“…do lament the condition we are in, by a negligent Prince and a mad Parliament.” — Samuel Pepys
Reading these entries with the benefit of nearly four centuries of hindsight, we know that London recovers, and that Pepys’ worst fears are not warranted. He survives with his wife and family relatively unaffected, and by November of that year the number of deaths in London are beginning to fall at a rate significant enough to provide him with the hope of the worst having passed. Pepys’ thoughts then turn to speculating on the future. “It is a wonder what will be the fashion after the plague is done as to periwiggs,” Pepys writes, “for nobody will dare to buy any haire, for fear of the infection, that it had been cut off the heads of people dead of the plague.” As trivial as this thought might first appear, it is deceivingly perceptive; what Pepys is really asking is “what will London look like after the crisis has passed?” His is a very literal interpretation of the question, regarding the fashion.
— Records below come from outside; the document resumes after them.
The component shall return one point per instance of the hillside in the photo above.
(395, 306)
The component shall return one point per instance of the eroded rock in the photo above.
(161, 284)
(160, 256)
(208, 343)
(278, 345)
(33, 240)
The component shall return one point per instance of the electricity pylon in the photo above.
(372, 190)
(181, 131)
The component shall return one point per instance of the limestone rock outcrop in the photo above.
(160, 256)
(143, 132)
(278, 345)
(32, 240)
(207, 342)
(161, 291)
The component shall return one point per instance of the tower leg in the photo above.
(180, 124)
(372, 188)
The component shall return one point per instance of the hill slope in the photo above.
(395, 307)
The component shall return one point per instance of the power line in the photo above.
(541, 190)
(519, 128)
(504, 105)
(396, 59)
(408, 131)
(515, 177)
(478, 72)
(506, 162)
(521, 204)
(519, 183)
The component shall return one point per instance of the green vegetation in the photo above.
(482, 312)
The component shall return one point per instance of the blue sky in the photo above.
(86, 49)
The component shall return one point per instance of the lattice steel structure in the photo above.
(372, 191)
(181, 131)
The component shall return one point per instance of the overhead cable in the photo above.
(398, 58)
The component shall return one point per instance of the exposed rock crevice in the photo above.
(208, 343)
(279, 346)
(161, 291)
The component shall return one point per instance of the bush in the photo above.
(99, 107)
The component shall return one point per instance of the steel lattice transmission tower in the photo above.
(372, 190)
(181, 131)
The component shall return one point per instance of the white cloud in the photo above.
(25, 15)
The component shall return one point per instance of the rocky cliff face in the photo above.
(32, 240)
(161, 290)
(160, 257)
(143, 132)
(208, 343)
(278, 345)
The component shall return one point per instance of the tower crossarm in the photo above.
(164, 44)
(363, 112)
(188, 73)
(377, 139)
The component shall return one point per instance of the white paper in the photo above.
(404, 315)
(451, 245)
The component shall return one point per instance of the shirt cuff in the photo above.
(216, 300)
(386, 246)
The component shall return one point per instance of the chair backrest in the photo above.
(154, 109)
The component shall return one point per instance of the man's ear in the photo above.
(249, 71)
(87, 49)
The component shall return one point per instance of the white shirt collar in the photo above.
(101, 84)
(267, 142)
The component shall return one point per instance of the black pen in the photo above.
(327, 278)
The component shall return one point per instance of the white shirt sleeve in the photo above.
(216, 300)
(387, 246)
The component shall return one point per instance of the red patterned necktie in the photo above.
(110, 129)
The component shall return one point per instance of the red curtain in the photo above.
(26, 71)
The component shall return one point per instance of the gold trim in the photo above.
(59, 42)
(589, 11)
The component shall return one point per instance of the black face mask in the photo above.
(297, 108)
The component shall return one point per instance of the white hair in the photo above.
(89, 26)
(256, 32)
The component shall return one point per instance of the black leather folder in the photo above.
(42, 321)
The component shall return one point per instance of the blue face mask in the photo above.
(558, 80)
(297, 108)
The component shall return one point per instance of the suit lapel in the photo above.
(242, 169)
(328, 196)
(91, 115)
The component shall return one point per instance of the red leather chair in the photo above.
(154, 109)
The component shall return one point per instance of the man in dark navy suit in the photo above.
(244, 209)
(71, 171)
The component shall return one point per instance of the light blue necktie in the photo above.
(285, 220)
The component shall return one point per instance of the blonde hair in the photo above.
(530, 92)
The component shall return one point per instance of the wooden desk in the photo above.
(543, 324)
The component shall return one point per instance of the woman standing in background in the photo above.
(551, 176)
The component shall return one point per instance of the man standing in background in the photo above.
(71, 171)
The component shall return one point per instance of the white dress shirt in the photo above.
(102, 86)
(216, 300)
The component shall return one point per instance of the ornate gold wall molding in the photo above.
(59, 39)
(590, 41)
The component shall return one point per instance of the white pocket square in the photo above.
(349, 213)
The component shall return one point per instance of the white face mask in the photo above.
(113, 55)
But at the same time it is strikingly, if unintentionally, insightful: a periwig identified one as a member of a particular class, moneyed enough to afford the latest styles. After the periwig, how will class—that is, one’s identity—now be made visibly known? More generally, Pepys touches upon the rewriting of our shared cultural vocabulary the crisis has forced upon society, enquiring into the signs and symbols to be used to navigate this new, post-plague world. What Pepys is asking, in other words, is what will be valued?
This is a question many of us are beginning to ask ourselves, with some hoping that our current crisis will engender a revolution in personal values, national politics, international relations, even a kind of shift in global morality away from consumer driven capitalism. It is a noble thought to help palliate the torrent of catastrophic news. And so how did the world look to Pepys after the Great Plague and the Great Fire? Well, much the same as it did prior. The King and his aristocracy are debauched, the poor suffer, and the country is the worse for it. “The kingdom is an ill state through poverty; a fleete going out and no money to maintain it, or set it out; seamen yet unpaid and mutinous when pressed to go out again. So we are all poorer, and in pieces—God help us! while the peace is like to go on between Spain and France; and then the French may be apprehended able to attack us. So God help us!” Yet Pepys is still Pepys, in all his flawed brilliance. His taste for life and love undulled, as hopefully ours will be, no matter how long we are forced to be served this horrific, TV-dinner version of the world.